PenningtontheSkunk said:


> all music from Europe is god comparing to the States even Canada, nothing gets better from none other then Euro music, sorry US music is garbage



Yeah Radiohead is okay I guess also those other people.


----------



## kaskae (Sep 10, 2012)

aqxsl said:


> come on, after 7 phases you make a statement like this?



Music elitists are my favorite. Also I've come to the conclusion that based off of the majority of end phases, pop-punk is lost among the forum. This makes me sad.


----------



## Serrion (Sep 11, 2012)

I feel that compared to everyone else, my music tastes are fairly terrible but here goes.
when I was in early grade school I listened to only two CDs, one was NSYNC and the other was Backstreet boys. However, after sneaking into my brother's room when he wasn't there one day I stumbled upon Eiffel 65's Europop album. That was the only CD that I listened to for years until about six years ago when I started to listen to Green Day and Linkin Park. Once I hit high school I stopped with both of those and listened once again to Eiffel 65's Europop album. However I also started Megadeth, Three Doors Down, and Nickelback also. At the present, I currently listen to almost all country, Eiffel 65, and a lot of classical.
Up until the present, I'm not sure how I liked any of the music I used to listen to.


----------



## Heliophobic (Sep 11, 2012)

kaskae said:


> Music elitists are my favorite.



Oh good golly you are going to love me.


----------



## Cchytale Murilega (Sep 11, 2012)

*Phase I, Age 14 - 16* ~ Hip-hop. During high-school, all four years I had the same bus driver, and she had the radio on all the time for us, in the afternoons, it was a hip-hop station called Wired 96.5. I started to get attracted to its music.

*Phase II, Age 14 -16* ~ Nu-metal and alternative rock/metal. Such as Disturbed, Three Days Grace and Linkin Park being some of my major favorites.

*Phase III, Age 14 -16* ~ Metalcore, deathcore and the like. Merging with Phase II.

*Phase IV, Age 14 -16* ~ Electronic, mostly just trance and hardcore techno.

*Phase V, Age 16* ~ Death metal - mostly mainstream and melodic death metal - while still retaining Phases II, III and IV significantly.

*Phase VI, Age 16* ~ Black metal, after hearing Dimmu Borgir as my first taste of it. Still Retaining Phases II, III and IV.

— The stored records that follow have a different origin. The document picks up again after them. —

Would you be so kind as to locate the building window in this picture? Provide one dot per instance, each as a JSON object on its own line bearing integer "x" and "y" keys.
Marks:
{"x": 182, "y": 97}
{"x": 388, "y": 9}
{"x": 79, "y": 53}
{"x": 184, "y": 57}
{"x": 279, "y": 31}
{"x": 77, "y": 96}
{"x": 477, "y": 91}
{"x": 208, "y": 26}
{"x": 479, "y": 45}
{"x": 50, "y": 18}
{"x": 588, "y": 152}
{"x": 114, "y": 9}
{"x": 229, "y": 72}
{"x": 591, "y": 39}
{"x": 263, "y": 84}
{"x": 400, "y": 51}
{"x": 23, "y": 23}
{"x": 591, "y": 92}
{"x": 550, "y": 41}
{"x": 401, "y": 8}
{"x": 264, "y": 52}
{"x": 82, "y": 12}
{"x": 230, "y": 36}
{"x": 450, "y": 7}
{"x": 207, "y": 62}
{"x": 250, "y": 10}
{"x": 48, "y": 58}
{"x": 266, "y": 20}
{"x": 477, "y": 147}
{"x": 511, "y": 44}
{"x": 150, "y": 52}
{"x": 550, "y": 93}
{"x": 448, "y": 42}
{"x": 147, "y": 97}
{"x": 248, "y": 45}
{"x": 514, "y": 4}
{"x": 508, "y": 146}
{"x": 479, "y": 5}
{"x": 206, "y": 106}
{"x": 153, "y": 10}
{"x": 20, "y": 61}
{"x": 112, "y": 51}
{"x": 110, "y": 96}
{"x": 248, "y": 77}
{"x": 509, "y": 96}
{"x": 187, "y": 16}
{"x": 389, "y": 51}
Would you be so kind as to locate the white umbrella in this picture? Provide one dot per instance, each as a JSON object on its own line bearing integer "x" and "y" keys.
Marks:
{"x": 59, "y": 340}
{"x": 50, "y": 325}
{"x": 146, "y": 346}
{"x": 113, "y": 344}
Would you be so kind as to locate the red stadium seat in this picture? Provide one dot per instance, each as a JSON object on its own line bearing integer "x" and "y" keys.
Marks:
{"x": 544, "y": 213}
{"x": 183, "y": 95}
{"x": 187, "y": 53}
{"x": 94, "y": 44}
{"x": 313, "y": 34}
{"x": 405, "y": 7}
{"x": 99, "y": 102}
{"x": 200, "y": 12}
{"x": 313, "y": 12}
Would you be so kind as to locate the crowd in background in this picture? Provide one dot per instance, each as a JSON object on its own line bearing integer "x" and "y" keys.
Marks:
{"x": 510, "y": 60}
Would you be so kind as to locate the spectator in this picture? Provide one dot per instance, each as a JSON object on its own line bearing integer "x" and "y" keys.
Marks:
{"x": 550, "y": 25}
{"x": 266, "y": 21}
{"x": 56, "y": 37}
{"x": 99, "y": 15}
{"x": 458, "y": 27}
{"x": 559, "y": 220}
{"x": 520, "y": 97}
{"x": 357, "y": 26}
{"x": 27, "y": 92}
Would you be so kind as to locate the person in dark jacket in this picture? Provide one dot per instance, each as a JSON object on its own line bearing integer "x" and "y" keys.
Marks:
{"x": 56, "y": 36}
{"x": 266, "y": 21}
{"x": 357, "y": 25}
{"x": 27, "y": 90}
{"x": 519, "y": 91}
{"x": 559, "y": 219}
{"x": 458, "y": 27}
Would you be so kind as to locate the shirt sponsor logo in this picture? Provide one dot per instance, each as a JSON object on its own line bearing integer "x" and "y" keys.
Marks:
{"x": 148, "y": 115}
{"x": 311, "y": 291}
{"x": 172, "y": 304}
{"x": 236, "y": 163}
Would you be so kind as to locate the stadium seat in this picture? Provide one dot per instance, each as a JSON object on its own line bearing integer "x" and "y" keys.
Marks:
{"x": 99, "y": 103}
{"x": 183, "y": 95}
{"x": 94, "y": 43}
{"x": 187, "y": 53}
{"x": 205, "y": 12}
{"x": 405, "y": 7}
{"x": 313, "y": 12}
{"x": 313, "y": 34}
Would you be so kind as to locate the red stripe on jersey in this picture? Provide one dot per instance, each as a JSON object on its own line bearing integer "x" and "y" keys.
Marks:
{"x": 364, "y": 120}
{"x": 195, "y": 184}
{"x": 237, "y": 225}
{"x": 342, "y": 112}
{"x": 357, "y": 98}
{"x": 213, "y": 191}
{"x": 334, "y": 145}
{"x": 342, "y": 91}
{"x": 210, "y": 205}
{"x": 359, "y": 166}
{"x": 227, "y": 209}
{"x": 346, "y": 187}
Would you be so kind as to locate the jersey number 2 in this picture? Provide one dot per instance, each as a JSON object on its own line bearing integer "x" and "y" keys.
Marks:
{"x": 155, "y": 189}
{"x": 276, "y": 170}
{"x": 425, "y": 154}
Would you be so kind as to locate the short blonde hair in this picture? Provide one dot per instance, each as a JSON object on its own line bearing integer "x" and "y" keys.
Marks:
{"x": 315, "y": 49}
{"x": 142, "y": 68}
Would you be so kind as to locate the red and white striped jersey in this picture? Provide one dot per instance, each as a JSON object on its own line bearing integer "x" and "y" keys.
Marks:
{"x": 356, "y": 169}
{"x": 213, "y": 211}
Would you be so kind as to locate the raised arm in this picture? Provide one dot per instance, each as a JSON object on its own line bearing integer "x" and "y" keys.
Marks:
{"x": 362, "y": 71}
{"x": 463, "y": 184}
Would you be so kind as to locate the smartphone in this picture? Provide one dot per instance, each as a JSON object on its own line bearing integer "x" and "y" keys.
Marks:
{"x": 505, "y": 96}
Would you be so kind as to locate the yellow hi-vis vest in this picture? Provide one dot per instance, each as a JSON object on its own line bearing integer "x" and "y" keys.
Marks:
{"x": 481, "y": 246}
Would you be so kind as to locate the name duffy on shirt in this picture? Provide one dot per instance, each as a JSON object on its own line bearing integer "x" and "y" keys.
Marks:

*Phase VII, Age 17 - Present *~ More into black metal, still liking electronic, but not nearly as much as before. Also still retaining Phase IV.

*Phase VIII, Age 18 - Present *~ Depressive black metal and descending more into the lesser-known areas of black metal and other sub-genres.

*Current Phase: Phase VIIII, Age 19 - 20/Present *~ Completely indulged in mostly non-mainstream metal. Gained interest in funeral doom metal and regaining some of Phase II, III and IV back again.


----------



## Judge Spear (Sep 11, 2012)

Saliva said:


> People like this actually exist.



Why not?


----------



## PenningtontheSkunk (Sep 11, 2012)

Saliva said:


> Yeah Radiohead is okay I guess also those other people.


I've never listen to Radiohead but I've heard plenty about them.



aqxsl said:


> come on, after 7 phases you make a statement like this?


Yes, why?


----------



## PenningtontheSkunk (Sep 11, 2012)

Conker said:


> My biggest problem is that he made a Chuck Norris joke in the sentence before.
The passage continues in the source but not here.